I do not own a gun, but as a mentally ill person, I am far more likely to be a victim of violence than a perpetrator. And as a trans person, I do not nor will I ever trust the police to keep me safe. I should have every right to both my Zoloft and my revolver. The Constitution doesn’t come with asterisks. But with today’s rapidly expanding red flag laws, all the state would have to do to disarm me of my Second Amendment rights is point to my online activity as a radical anarchist with connections to both the far-left and the far-right and tell the public that my mental illness and social media extremism makes me a threat to myself and others. And if I resisted this blatant violation of my basic human rights, it would only give them the moral green light to throw me a Ruby Ridge Chivaree.

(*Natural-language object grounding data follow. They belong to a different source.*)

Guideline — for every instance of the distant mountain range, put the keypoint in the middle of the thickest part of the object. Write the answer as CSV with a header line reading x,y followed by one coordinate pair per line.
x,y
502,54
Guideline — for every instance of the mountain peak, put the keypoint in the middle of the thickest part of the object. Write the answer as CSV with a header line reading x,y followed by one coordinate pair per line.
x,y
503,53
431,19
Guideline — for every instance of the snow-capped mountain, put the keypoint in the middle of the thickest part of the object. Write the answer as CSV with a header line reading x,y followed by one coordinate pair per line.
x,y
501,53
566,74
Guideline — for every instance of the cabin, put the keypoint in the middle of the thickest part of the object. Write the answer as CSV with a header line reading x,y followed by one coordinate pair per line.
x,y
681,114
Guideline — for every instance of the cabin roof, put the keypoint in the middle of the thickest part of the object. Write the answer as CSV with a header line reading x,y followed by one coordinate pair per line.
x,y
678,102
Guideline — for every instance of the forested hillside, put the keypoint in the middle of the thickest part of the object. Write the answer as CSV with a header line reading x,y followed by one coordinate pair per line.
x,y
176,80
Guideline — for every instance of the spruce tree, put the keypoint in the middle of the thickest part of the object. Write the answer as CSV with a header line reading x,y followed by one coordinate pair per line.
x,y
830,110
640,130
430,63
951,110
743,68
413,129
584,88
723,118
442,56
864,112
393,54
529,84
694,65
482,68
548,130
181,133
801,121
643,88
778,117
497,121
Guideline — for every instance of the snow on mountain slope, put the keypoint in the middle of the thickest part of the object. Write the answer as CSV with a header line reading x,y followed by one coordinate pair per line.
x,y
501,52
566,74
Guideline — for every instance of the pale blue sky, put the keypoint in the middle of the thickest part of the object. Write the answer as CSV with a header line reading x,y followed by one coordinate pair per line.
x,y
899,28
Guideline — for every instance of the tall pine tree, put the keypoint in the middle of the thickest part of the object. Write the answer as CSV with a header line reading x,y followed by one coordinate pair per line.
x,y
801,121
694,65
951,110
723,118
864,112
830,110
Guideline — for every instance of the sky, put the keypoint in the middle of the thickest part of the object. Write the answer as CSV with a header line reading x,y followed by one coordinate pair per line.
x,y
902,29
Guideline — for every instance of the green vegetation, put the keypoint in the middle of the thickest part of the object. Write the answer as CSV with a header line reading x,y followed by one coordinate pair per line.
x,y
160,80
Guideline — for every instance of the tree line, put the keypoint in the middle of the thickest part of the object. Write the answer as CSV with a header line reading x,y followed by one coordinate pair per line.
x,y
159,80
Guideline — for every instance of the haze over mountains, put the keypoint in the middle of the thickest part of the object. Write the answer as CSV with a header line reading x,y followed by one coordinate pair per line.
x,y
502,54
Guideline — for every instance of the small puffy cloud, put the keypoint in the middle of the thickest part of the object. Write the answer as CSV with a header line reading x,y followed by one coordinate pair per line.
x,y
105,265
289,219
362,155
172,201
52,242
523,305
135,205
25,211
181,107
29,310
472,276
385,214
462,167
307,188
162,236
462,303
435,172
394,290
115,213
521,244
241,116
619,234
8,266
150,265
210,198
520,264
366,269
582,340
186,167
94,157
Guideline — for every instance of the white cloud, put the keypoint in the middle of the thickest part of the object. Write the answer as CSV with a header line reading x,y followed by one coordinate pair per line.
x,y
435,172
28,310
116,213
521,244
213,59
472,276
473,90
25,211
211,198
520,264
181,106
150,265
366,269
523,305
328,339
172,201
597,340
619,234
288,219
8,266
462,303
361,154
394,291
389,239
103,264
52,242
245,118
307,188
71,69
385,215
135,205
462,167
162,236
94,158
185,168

I honestly don’t have all the answers to America’s epidemic of mass shootings and though I think our countries war addiction is a much more likely culprit, I don’t deny that mental illness and gun culture are part of the problem. But turning this country into a giant goddamn gulag is not the solution. As I mentioned above, millions of Americans suffer from mental illness and even more millions of Americans are discontent with the derelict state of our dying empire, I honestly suspect the latter informs the prior rather than the other way around. Vilifying these people, especially when they’re young, will only push them deeper into the shadows where they can fall prey to violent parasites like ISIS, the Alt-right and the US Army and maybe that’s the point. My point is that the problem isn’t the mentally ill, it’s the society that alienates and stigmatizes us for not fitting their tight definition of normal in these pathologically abnormal times.
When I was a scared, lonely, confused adolescent, all I really needed was for someone to fucking listen to me, and that’s the one thing I do have in common with these shooters. We’re all too goddamn busy with our fears and hang-ups to just sit the fuck down and fucking listen to one another. We need to fight the stigma. We need to put down the fucking phones, turn off the fucking news and stop turning to the police state to raise our fucking children for us. The violence doesn’t stop until we shut the fuck up and start listening to these kids before they have to start a fire just get our attention.